Google has reached a pivotal moment in its history. What can it do to expand beyond its incredible core business, which is now reaching a more mature phase? For insight on how it can develop, let’s look to Pixar.

Pixar is as close to a constant learning organization as there is, with a proven ability to reinvent and a genuine cultural humility. Google’s founders could learn from Pixar’s founder and president Ed Catmull’s prolonged and determined efforts to counter the natural human reactions to success by aspiring to proactively (and honestly) seek-out and solve new problems constantly, recognizing that he doesn’t have all the answers on his own.

Despite an unbroken string of 11 blockbuster films, Catmull regularly says, “Success hides problems.” It’s an insight Google should acknowledge and act on. Google’s leadership admirably tolerates failure on side-projects (and big projects as well), but what Pixar has that Google does not is a culture where the fear of complacency is a strong motivator, where new problems are identified, discussed, and addressed openly and honestly, all of which requires humility.

As David Price describes in his superb The Pixar Touch, Pixar began its life as a computer hardware company. Price writes that Steve Jobs never expected Pixar to be a film company when he bought the company from George Lucas in 1986. Pixar was then the 45-person computer graphics group of Lucasfilms, led by Catmull, whose dream since graduate school had been to make a full-length digitally animated film. The group had developed the Pixar Image Computer, a computer graphics machine that produced high-end visual imaging (such as for MRIs). Jobs thought the technology had breakout potential when he bought it, yet the Pixar Image Computer never found a market.

Jobs also shrewdly allowed a tiny animation division, led by John Lasseter, a former animator from Disney, to make little bets on short animated films (and, later, TV commercials). Shorts would become the company’s vehicle to build the technical and storytelling expertise, as well as the credibility necessary to ultimately coproduce (with Disney) Toy Story in 1995, the first digitally animated feature film.

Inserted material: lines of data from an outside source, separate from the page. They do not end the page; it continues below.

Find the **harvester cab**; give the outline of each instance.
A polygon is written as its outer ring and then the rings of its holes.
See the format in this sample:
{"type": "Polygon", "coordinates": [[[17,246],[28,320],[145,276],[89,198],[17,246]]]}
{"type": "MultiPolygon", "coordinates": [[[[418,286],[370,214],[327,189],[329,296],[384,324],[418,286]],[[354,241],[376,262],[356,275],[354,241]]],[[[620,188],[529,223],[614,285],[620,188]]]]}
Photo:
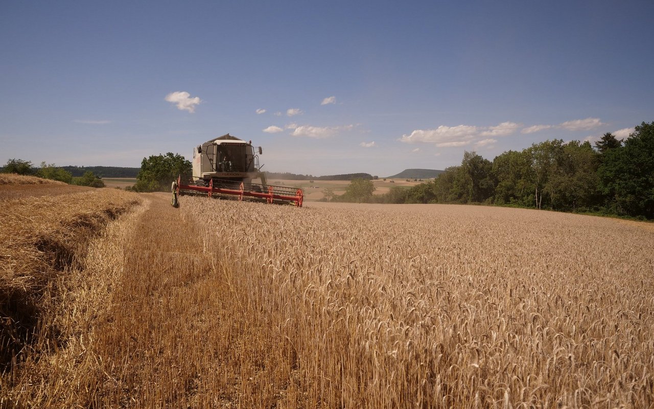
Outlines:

The 1980s were difficult for Pixar. Steve Jobs deserves enormous credit for his role in funding and driving the company. But, despite Pixar’s small wins with short films, success was far from guaranteed. During this period, Catmull was puzzled by why so many successful companies ultimately failed. “I’m thinking, ‘If we’re ever successful, how do I keep from falling into the traps these companies are falling into?” he recalled in a recent lecture at Stanford Business School.

Catmull watched as companies like Evans & Sutherland, a pioneering computer graphics company, and Silicon Graphics lost their lead. Like Google today, those companies had access to great talent and problems, yet somehow lost their edge and market lead. He studied Toyota the most. Today, Catmull sets the tone for a company culture that is unusually open and honest, resembling Toyota’s aspiration of constant improvement. (Toyota’s current challenges aside, Amazon’s Jeff Bezos is another serious student of Toyota and its processes). Catmull constantly and proactively solicits feedback from Pixar employees, who say that the mentality of constant improvement flows throughout the company.

Ed Catmull (source: Pixar)

As with Toyota’s methods, what interests Catmull the most, and appears to motivate his actions, is to constantly identify and solve new problems. When Catmull gives a public speech or lecture, what’s most noticeable is that he talks about the problems that Pixar has encountered and the mistakes that he has made. Pixar has, for example, nearly burned-out its employees on numerous occasions. Like every organization, there are also pockets of the company that are extremely resistant to change.

Catmull freely acknowledges through his words and deeds that doesn’t know what he doesn’t know. When delivering a lecture at Stanford’s Computer Science department in April, he compared trying to build a successful lasting company to a constant iterative creative process. “There is a lot about this process which I find mystifying still,” he said, “There’s certain things that I think we’ve got right and certain things we’ve got wrong.”

Outsiders are routinely surprised by Pixar’s cultural honesty and willingness to be challenged. When Stanford professors Robert Sutton and Hayagreeva “Huggy” Rao interviewed Pixar director Brad Bird with Allen Webb, Bird recounted being recruited to Pixar:

“Steve Jobs, Ed Catmull, and John Lasseter said, in effect, ‘The only thing we’re afraid of is complacency, feeling like we have it all figured out. We want you to come shake things up. We will give you a good argument if we think what you’re doing doesn’t make sense, but if you can convince us, we’ll do things a different way.’ For a company that has had nothing but success to invite a guy who had just come off a failure and say, ‘Go ahead, mess with our heads, shake it up.’ When do you run into that?”

Ed Catmull and Pixar have the potential to one-day be the Toyota of American business, a role model for building a constant learning organization. It’s a striking model for Google. What do you think? Is Pixar a good role model company for Google and its founders these days? What advice would you give Google executives at this pivotal inflection point?